=head1 NAME

Lexing Without Grammars:  When Regular Expressions Suck

=head1 ABSTRACT

Perl is famed for its text processing capabilities.  However, sometimes the
data you want to process is too complicated for regular expressions and you
reach for a parser for your HTML, RTF, or other common format.  This article
discusses when you don't have a pre-defined parser but the text you need to
work with is too complicated for regular expressions.

=head1 ORIGINAL PUBLICATION

This article was originally published by O'Reilly in January, 2006 at
L<http://www.perl.com/pub/a/2006/01/05/parsing.html>.  Reproduced with
permission.

=head1 C<s/(?<!SHOOTING YOURSELF IN THE )FOOT/HEAD/g>

Most of us have tried at one time or another to use regular expressions to do
things we shouldn't.  Parse HTML, obfuscate code, wash dishes, etc.  This is
referred to by the technical term "showing off".  I've done it too:

 $html =~ s{
              (<a\s(?:[^>](?!href))*href\s*)
              (&(&[^;]+;)?(?:.(?!\3))+(?:\3)?)
              ([^>]+>)
           }
           {$1 . decode_entities($2) .  $4}gsexi;

I was strutting like a peacock when I wrote that, followed quickly by eating
crow when I ran it.  I never did get that working right.  I'm still not sure
what I was trying to do.  That was the regular expression which forced me to
learn how to use C<HTML::TokeParser>.  More importantly, that was the regular
expression which taught me how difficult regular expressions can be.

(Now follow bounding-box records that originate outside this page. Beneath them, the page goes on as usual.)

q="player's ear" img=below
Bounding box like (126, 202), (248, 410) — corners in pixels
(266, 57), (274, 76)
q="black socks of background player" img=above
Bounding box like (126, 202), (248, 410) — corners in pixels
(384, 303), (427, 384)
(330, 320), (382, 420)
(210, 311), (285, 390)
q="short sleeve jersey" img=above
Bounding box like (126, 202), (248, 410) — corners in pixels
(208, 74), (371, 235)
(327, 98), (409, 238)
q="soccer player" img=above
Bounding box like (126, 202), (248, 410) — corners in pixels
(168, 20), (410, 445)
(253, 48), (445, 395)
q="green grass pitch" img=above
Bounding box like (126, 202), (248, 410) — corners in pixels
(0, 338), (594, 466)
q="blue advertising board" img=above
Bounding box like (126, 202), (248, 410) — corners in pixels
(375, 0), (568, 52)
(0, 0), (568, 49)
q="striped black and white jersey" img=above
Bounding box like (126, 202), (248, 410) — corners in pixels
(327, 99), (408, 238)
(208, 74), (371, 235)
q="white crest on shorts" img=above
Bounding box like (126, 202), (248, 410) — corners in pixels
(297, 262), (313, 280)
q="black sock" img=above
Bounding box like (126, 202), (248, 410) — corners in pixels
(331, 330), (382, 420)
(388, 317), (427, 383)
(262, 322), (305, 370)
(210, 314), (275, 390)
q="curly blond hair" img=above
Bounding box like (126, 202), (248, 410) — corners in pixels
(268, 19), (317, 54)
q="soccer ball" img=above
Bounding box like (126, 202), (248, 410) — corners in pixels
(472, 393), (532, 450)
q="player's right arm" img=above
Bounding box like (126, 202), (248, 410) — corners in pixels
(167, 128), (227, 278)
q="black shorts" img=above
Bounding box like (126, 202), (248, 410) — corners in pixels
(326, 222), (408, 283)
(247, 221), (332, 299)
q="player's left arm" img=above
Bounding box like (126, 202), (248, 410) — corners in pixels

=head2 The Problem with Regular Expressions

Let's look at that regex again:

 /(<a\s(?:[^>](?!href))*href\s*)(&(&[^;]+;)?(?:.(?!\3))+(?:\3)?)([^>]+>)/

Do you know that matches?  Exactly?  Are you I<sure>?  Even if it works, how
easily can you modify it?

If you don't know what it was trying to do (and to be fair, don't forget it's
broken), how long did you spend trying to figure it out?  When's the last time
a single line of code gave you such fits?

The problem, of course, is that this regular expression is trying to do far
more work than a single line of code is likely to do.  When faced with a
regular expression like that, there are a few things I like to do.

=over 4

=item * Document them carefully.

=item * Use the /x switch so I can expand them over several lines.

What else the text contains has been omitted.